A higher minimum wage cannot keep labor costs what they were before the hike. It cannot increase the skill level of any worker. Or expand payrolls. Or keep work hours the same as before. It cannot keep jobs available to first-time and low-skilled workers the same as before. Or prevent automation from becoming a cheaper alternative to human labor. Or prevent inflation from destroying gains in people’s income. A higher minimum wage cannot help young people find work and stay out of mischief. Nor can it keep employers in business despite sharply rising labor prices.

While minimum-wage hikes can help some low-income workers, they also hurt the very people they’re supposed to help: the poorest, the least skilled, and the disadvantaged.

Key Facts

  • Only 3.1 percent of workers in North Carolina are paid at or below the minimum wage. Most minimum-wage workers are new to the workforce, often unproven, and often not educated beyond high school. But nearly half the workforce in North Carolina earns less than $15 per hour.
  • More than doubling the minimum wage to $15 per hour would result in a significant increase in labor costs statewide, affecting nearly half the state’s workforce. Research from the Heritage Foundation estimated that raising the minimum wage to $15 per hour would cost over 330,000 jobs in North Carolina.
  • Surveys of economists by the Employment Policies Institute show that large majorities of economists believe a $15 per-hour minimum wage would result in lost jobs, more skills required to get any job (even entry-level jobs), fewer young people finding work, and more small business closings.

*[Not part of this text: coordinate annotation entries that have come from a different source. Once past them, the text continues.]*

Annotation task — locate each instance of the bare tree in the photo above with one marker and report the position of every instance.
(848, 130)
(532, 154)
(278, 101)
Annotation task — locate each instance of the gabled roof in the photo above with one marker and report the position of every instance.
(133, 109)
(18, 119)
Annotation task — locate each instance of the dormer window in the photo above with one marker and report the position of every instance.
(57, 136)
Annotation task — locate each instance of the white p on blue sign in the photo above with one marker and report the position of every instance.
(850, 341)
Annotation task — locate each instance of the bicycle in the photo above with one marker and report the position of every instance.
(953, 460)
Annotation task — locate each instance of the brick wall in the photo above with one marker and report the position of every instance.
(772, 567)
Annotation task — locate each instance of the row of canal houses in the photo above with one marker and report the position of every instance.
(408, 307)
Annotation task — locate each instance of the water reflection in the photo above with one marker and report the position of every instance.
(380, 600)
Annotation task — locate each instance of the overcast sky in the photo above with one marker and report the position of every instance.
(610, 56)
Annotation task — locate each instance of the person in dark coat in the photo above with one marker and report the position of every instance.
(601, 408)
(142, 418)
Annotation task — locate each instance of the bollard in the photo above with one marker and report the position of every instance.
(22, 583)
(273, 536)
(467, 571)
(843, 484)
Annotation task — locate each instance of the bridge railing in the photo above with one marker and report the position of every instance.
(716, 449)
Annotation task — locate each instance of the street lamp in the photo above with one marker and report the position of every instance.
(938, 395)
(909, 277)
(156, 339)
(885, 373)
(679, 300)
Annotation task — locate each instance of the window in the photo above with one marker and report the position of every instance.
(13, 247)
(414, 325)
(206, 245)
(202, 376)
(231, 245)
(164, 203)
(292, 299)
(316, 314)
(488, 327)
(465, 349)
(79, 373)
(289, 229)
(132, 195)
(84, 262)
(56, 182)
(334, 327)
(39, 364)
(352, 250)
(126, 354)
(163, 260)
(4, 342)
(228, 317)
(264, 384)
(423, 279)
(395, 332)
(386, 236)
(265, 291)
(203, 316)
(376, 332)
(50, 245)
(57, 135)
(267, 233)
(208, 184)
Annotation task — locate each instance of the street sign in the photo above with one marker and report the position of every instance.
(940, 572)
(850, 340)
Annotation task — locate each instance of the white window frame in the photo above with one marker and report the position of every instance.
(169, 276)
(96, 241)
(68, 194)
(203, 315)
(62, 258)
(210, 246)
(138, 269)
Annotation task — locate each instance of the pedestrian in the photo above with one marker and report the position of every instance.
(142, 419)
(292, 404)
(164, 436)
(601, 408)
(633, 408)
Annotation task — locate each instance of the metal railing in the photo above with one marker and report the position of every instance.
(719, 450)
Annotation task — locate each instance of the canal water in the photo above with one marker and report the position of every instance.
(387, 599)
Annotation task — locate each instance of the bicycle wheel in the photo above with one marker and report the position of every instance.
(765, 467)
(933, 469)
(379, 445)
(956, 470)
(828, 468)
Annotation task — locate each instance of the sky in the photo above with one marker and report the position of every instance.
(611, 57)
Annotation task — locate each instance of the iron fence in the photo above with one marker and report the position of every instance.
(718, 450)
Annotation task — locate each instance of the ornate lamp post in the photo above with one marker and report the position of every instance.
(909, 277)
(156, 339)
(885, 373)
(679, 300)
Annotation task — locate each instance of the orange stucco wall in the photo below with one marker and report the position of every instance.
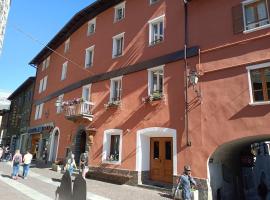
(223, 114)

Furthermore, almost no economists expect positive changes from hiking the minimum wage to $15 per hour. In fact, 3 percent or fewer expected it would create jobs, increase youth employment, create better outcomes for lower-skilled job seekers, or help small businesses stay afloat.
  • Research into Seattle’s minimum-wage increase found there were over 5,000 fewer low-wage jobs, fewer hours worked in low-wage jobs, and, most importantly, lower earnings for those in low-wage jobs. Experienced workers saw their hours cut, but they offset this loss by finding additional work outside the city. Less experienced workers saw no gains. Also, people out of work stayed out of work, leading to a significant reduction in people joining the workforce.
  • Other recent economic research on minimum-wage increases found the following: price inflation in groceries alone erased most of the gain for the poorest workers; most of the costs of the increases fell on the poor; fewer jobs for teens and fewer hours worked by those teens with jobs; greater crime rates among 16-to-24-year-olds, costing society nearly $2.4 billion; and complete ineffectiveness in fighting poverty.

Recommendations

  1. Keep the state minimum wage no higher than the federal minimum wage. Impose no greater harm on the poorest, least-experienced, and least-skilled workers in North Carolina.